Triskaphobia, quite prudently, advises us to beware of the number 3. Not all triskaphobias are rational, but this particular version, on the contrary, is quite well-founded: it serves as a counterheuristic, a protective mechanism, against humankind’s broader tendency to favor the number 3 when coming up with tidy explanations of reality. I suspect we overindex this number, favoring it as the proper number of categories within mental models, due to some combination of its mnemonic effectiveness and then applying the overgeneralization bias upon instances where the mental model’s 3 categories do happen to map well to reality (or when they pass an F-test with reality, so to speak, regarding how many variables to include). You can observe this overgeneralization bias internally, as a sense of finality and completeness (ie, the sensation as a conditioned response) which arises when encountering novel groups of 3. (A good experiment might be to see whether this self-report increases after priming participants with practical & time-tested trio-based mental models, such as that of pathos, ethos, and logos; to stop, drop, and roll; or to look both ways (and back again) before crossing the street.) Regarding the actual mnemonic effectiveness of “3” within mental models, it likely reflects a tradeoff where smaller numbers (i.e., remembering 2 causal factors instead of 3) have a reduced explanatory power for the world, yet larger numbers unduly burden WM capacity (with their additional details displacing the very cognitive processing which would seek to utilize them). This tradeoff & bias forms an attractor landscape between the numbers 3 4 and 5, as evidenced by cultures whose oral traditions note that the use of 2, 4, or even 5 categories is more common. Therefor the number 3 is best approached with caution when found within mental models, and the attentive reader should now be primed to explore dimensionality-reduction of any 3-factor model they come across, or at least to delight in the frequency illusion of 2-factor models appearing now seemingly everywhere… (and those with pattern-recognition abilities verging on schizophrenic might even take note of this paragraph’s 2-factor model of Triskaphobia.)

  • Prime example: theory/practice only has two levels. (it’s an illustration of black-boxing bc without the diagnostic, the two symptom patterns appear the same. The surface appearance is identical.) And look, Marr just did black boxing, but with 3.
  • So black-boxing is the cooler thing, bc combined with differential diagnosis (between multiple models, and using one to *predict the other)* it basically produces all the cool stuff that Marr’s 3 levels does.


Another thing which Marr’s 3 levels doesn’t have terminology for, and how this (makes more likely) a fallacy called “mistaking the map for the territory”

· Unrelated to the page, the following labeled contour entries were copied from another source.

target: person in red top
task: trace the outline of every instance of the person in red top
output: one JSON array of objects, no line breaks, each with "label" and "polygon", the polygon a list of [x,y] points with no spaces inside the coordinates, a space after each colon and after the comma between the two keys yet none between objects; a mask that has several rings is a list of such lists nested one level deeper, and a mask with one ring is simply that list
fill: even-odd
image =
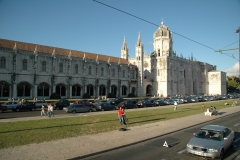
[{"label": "person in red top", "polygon": [[118,109],[118,118],[119,118],[119,121],[120,121],[120,124],[122,125],[122,107],[119,107]]},{"label": "person in red top", "polygon": [[125,111],[121,106],[118,109],[118,118],[119,118],[119,121],[120,121],[121,125],[126,125]]}]

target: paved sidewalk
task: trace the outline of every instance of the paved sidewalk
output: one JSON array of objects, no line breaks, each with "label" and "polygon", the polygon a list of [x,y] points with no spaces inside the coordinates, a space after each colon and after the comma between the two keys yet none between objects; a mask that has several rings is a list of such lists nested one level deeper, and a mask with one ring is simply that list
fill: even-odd
[{"label": "paved sidewalk", "polygon": [[137,143],[152,137],[164,135],[204,123],[213,119],[240,112],[240,107],[219,110],[218,116],[204,116],[203,113],[187,117],[131,127],[128,131],[111,131],[95,135],[79,136],[39,144],[30,144],[0,150],[0,158],[8,160],[62,160],[81,157],[120,146]]}]

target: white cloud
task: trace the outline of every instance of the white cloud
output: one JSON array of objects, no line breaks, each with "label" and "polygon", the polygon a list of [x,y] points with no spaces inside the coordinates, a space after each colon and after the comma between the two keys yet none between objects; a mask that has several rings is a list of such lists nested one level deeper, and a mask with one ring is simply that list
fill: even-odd
[{"label": "white cloud", "polygon": [[232,68],[227,69],[225,72],[227,73],[227,76],[239,76],[239,62],[232,66]]}]

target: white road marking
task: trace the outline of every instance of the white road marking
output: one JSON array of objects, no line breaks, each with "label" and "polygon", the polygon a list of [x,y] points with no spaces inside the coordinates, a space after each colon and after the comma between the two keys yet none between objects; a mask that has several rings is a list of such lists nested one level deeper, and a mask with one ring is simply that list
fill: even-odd
[{"label": "white road marking", "polygon": [[179,151],[178,154],[182,154],[185,151],[187,151],[187,149],[183,149],[183,150]]}]

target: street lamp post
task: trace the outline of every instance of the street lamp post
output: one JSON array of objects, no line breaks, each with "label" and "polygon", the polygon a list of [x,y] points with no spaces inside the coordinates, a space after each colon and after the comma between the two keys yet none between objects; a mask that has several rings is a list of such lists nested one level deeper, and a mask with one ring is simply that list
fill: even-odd
[{"label": "street lamp post", "polygon": [[239,33],[239,48],[238,48],[238,50],[239,50],[239,58],[238,58],[238,76],[240,76],[240,27],[238,27],[238,29],[235,31],[236,33]]}]

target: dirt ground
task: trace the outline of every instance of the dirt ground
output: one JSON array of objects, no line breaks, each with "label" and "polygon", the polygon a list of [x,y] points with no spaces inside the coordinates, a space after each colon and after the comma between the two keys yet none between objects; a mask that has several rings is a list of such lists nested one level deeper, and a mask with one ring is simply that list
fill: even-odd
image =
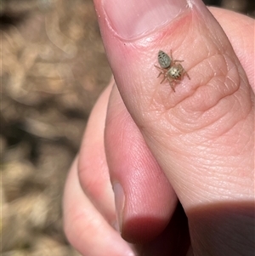
[{"label": "dirt ground", "polygon": [[[205,1],[254,17],[252,0]],[[61,199],[111,71],[91,0],[0,0],[3,256],[78,256]]]}]

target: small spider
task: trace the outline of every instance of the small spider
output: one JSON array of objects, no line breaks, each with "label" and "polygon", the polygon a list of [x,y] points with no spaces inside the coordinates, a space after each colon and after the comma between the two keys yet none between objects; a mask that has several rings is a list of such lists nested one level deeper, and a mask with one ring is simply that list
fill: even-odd
[{"label": "small spider", "polygon": [[190,80],[187,71],[184,69],[181,64],[178,63],[183,62],[184,60],[173,60],[172,50],[171,57],[169,57],[163,51],[160,50],[157,55],[157,60],[160,65],[160,66],[155,65],[155,66],[160,71],[157,77],[159,77],[161,75],[163,75],[164,77],[161,83],[167,79],[173,92],[175,92],[174,85],[176,83],[179,83],[184,76],[187,76]]}]

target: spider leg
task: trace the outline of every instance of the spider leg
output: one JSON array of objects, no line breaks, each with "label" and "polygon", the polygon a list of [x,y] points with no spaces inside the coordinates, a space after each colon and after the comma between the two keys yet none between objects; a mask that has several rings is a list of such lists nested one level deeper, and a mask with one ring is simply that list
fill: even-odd
[{"label": "spider leg", "polygon": [[[160,73],[160,75],[161,75],[162,73]],[[159,77],[159,76],[158,76]],[[166,80],[166,76],[164,76],[164,77],[163,77],[163,80],[161,82],[161,83],[162,83],[165,80]]]}]

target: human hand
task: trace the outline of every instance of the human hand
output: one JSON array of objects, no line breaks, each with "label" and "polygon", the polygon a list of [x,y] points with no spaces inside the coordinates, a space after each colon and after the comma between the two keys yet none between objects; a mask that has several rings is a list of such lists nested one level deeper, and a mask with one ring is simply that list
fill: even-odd
[{"label": "human hand", "polygon": [[[189,255],[252,255],[254,20],[210,9],[234,52],[200,1],[176,2],[180,14],[172,1],[151,2],[160,13],[153,20],[149,4],[123,13],[95,1],[118,90],[99,100],[71,170],[67,236],[86,256],[185,255],[188,231]],[[136,20],[141,9],[148,15]],[[175,93],[156,78],[159,49],[184,60],[190,80]],[[116,215],[122,237],[139,247],[112,228]]]}]

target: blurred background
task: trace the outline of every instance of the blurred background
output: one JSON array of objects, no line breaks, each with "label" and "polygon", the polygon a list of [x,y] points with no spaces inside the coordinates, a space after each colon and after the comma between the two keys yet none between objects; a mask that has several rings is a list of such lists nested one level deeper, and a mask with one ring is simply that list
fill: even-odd
[{"label": "blurred background", "polygon": [[[204,1],[254,17],[253,0]],[[78,256],[61,200],[111,71],[92,0],[0,0],[1,255]]]}]

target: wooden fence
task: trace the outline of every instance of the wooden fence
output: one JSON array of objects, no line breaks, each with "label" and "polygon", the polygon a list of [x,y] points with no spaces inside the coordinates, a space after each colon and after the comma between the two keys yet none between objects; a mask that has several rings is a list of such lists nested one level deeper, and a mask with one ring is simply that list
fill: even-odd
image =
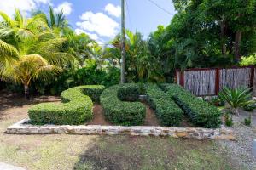
[{"label": "wooden fence", "polygon": [[176,71],[176,82],[197,96],[217,95],[223,87],[248,87],[256,94],[253,66]]}]

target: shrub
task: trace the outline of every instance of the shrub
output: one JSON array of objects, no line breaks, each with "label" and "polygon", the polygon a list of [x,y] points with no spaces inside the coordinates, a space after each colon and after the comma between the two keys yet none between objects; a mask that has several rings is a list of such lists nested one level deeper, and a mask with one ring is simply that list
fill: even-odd
[{"label": "shrub", "polygon": [[250,115],[248,118],[244,119],[244,124],[246,126],[251,126],[252,124],[252,116]]},{"label": "shrub", "polygon": [[254,109],[256,109],[256,103],[252,102],[251,104],[247,104],[245,106],[243,106],[243,109],[246,111],[253,111]]},{"label": "shrub", "polygon": [[[131,88],[131,87],[134,88]],[[112,123],[117,125],[133,126],[141,125],[144,122],[146,116],[146,106],[140,102],[121,101],[118,94],[120,89],[124,90],[127,96],[129,92],[125,90],[137,88],[135,84],[114,85],[105,89],[101,95],[101,104],[104,109],[106,118]],[[128,88],[126,88],[128,89]],[[119,95],[123,96],[121,94]],[[124,98],[125,99],[125,98]]]},{"label": "shrub", "polygon": [[92,100],[98,101],[103,89],[103,86],[79,86],[69,88],[61,93],[61,104],[36,105],[29,109],[29,118],[35,124],[81,124],[92,118]]},{"label": "shrub", "polygon": [[228,126],[228,127],[232,127],[233,126],[232,116],[230,116],[229,113],[225,113],[225,115],[224,115],[224,120],[225,120],[226,126]]},{"label": "shrub", "polygon": [[139,95],[139,87],[135,84],[125,84],[118,91],[118,98],[122,101],[136,101]]},{"label": "shrub", "polygon": [[204,128],[219,127],[221,112],[215,106],[196,98],[179,85],[170,84],[166,89],[166,94],[184,110],[195,125]]},{"label": "shrub", "polygon": [[212,97],[209,103],[215,106],[224,106],[225,102],[219,96]]},{"label": "shrub", "polygon": [[178,126],[183,111],[156,85],[148,85],[147,101],[154,110],[157,118],[163,126]]}]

  • Example of “mistaking the map for the territory”: misdiagnosing ADHD as anxiety. This isn’t necessarily a problem with the diagnostic process; sometimes you have to try out a diagnosis, & the implicated diagnostics & treatments, before you move on to testing another diagnosis. “mistaking the map for the territory” is more when you’re not aware there’s a difference, and to be appropriately cautious (and ready to revise the map).
  • (Marr’s 3 Levels doesn’t have many practical tips for *noticing when 2 things aren’t the same at the specification level; fortunately, Differential Diagnosis does)*
  • Thus, Marr’s 3 levels is insufficient to ward off the following problem, which arose in the schema/attention literature. Remember that if you say “schemas were storing _ in his brain,” this is a shorthand, & we should stay attuned and aware of what it would look like if our schema theory is being extended into territory it no longer applies. Marr’s3 should take a lesson from Differential Diagnosis.